Deutsche Welle: Half of all abortions carried out in unsafe conditions
“…Of the pregnancy terminations considered unsafe, 17.1 million abortions involved women taking pills alone to end their pregnancies or women who were supported by a trained helper but used methods that aren’t considered best practices by today’s medical standards. For another eight million abortions, women took so-called ‘backstreet measures;’ swallowing toxic substances or inserting wires to bring about a miscarriage…” (Bleiker, 9/28).
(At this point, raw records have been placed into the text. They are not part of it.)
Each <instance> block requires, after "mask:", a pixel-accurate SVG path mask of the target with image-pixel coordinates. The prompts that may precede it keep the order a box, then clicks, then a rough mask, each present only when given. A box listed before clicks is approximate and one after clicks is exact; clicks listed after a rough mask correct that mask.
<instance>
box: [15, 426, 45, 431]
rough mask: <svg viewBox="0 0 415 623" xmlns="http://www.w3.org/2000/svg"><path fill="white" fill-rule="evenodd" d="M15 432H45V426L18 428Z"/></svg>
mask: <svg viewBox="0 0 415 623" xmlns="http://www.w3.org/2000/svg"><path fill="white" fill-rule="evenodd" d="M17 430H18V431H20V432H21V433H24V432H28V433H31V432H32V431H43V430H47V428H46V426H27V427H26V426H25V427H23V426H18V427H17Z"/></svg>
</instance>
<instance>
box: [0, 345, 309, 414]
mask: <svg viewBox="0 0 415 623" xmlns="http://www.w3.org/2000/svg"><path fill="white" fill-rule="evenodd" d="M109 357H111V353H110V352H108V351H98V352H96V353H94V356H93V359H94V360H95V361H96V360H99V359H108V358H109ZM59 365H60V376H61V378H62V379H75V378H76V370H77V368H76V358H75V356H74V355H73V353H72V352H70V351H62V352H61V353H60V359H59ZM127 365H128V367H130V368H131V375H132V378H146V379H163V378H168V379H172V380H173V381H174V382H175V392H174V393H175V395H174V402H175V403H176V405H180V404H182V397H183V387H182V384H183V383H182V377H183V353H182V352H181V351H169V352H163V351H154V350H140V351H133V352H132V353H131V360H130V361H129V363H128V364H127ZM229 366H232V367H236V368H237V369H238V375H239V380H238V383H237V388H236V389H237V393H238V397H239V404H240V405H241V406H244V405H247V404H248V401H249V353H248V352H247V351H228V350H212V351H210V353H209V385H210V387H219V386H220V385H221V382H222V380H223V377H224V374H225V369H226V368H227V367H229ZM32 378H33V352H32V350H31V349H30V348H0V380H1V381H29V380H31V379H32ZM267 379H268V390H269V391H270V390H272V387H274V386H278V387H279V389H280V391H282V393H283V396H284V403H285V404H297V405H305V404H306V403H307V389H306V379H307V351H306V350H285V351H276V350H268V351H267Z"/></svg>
Reuters: WHO reports 25 million unsafe abortions a year; expert sees higher risk from U.S. cutbacks
“Nearly half of the estimated 56 million abortions performed worldwide every year are unsafe and women in poor countries face even higher risks due to U.S. funding cuts to family planning programs abroad, health experts said on Thursday…” (Nebehay, 9/27).
Thomson Reuters Foundation: Nearly half of abortions annually are unsafe: study
“…The study’s lead author Bela Ganatra from WHO said the laws and wealth of a country influenced the safety of abortions with the highest proportion of safe abortions in wealthier countries with less restrictive laws and well-developed health services…” (Kaddichi, 9/27).
TIME: Nearly Half of Abortions Around the World Are Unsafe
“…The report authors say that in order to address the high numbers of unsafe abortions around the world, more efforts are needed to ensure that unsafe methods are replaced with up-to-date methods, and more monitoring is needed to address gaps in care” (Sifferlin, 9/27).